Хамна-Акация слабо колотила ему в спину кулаками и издавала странные звуки. Если бы наемница не была етобаром, он подумал бы, что она плачет. Но Хамна не умела плакать. Етобары лишались своих слез в школах, выходя в жизнь пустыми, как глиняные горшки.
Неожиданно он почувствовал злость. Она с такой силой обрушилась на него, что он проткнул себе ладони ногтями, стараясь справиться с новой болью. Она была сильнее пожара в груди и животе. Она было самумом, который рвался наружу. Она была Магдой, которая горела в костре палачей. Беркутом, который умирал от дыхания Нехебкая на балконе дворца Гильдии Балидета. Атреей, которая убивала себя на глазах у семьи. Иманом, который попал в плен к серкетам. Сейфуллахом, который погибал от Белой Язвы в пяти салях от него.
У Регарди не было желания сдерживать эту боль. Мир имел право знать. Он был многим ему обязан.
– Я разрежу тебе горло от уха до уха, – мрачно произнес Ол, поднимая ему голову за волосы и обнажая шею. Каручан и сабля валялись неподалеку, а в руке бывшего друга был зажат нож. Ол двигался плавно и заворожено. Возможно, у него начинались галлюцинации. Иман был прав. Болезнь победила Ола, а в пустошь Кербала отправился его труп, из которого серкеты вылепили очередное подобие себя.
Арлинг ненавидел серкетов. И ненавидел Ола.
Нож опускался бесконечно долго. Либо Ол медлил, собираясь насладиться моментом, либо время остановилось. В любом случае, его хватило на то, чтобы Арлинг сумел собрать злость, разлившуюся жидким огнем по телу, и выплеснуть ее наружу. Быстрый удар по запястью серкетов, и нож упал в его ждущие пальцы. Арлинг не знал, почему вспомнил этот прием, забыв все остальные. Острие всегда побеждало лезвие. Колющий удар ранил врага раньше, чем тот успевал это заметить. Ранил смертельно. Дыхание, идущие вниз, было рождением, дыхание, выходящее наружу, являлось смертью.

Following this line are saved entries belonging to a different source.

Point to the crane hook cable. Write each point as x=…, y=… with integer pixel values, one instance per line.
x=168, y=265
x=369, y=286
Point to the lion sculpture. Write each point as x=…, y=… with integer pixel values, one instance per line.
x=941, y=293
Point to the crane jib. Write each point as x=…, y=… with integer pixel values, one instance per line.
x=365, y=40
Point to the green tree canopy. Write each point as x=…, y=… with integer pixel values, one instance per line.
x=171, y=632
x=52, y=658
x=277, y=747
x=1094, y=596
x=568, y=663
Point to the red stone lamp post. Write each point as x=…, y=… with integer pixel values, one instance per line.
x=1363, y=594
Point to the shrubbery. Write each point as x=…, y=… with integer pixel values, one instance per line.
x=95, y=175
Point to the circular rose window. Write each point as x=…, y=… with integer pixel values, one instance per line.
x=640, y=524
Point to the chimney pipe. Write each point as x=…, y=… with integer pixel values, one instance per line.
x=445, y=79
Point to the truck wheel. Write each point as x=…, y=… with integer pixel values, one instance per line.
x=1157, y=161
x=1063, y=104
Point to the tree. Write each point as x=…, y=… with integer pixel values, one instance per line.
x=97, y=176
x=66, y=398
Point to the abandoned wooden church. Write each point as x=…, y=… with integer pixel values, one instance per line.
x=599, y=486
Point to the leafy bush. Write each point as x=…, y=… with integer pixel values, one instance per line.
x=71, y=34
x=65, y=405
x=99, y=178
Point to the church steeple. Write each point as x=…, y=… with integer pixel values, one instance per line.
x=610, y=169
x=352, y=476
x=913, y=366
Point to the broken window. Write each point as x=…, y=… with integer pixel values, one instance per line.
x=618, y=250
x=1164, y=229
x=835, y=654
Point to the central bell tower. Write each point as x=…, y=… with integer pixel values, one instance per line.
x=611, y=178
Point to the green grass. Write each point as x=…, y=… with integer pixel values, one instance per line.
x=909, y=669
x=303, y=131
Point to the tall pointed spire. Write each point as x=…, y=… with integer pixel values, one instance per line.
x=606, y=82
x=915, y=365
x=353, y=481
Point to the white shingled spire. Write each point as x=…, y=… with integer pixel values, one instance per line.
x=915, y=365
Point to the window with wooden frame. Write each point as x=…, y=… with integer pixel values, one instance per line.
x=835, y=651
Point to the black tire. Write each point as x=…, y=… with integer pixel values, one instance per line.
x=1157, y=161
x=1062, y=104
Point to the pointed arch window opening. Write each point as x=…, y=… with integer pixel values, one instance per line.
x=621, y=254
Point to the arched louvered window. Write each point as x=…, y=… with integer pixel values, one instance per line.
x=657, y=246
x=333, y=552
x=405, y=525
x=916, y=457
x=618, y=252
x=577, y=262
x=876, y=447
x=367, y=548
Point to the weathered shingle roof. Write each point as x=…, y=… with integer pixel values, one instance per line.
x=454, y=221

Ол выдохнул последний раз, пуская горлом кровавые пузыри. Кучеяр упал лицом вниз, а нож, ударившись о пол, с хрустом вышел сзади из его шеи. Выдох – смерть, вдох – жизнь. Регарди вздохнул, загоняя боль и ненависть туда, где они жили все время. Он выпустит их в другой раз, они и так слишком долго были на свободе.
С неожиданной ясностью он понял, что устал от смерти. Мертвецы смотрели на него пустыми глазами, зовя за собой. Были среди них и живые – враги, друзья и те, чья роль в его жизни навсегда останется загадкой.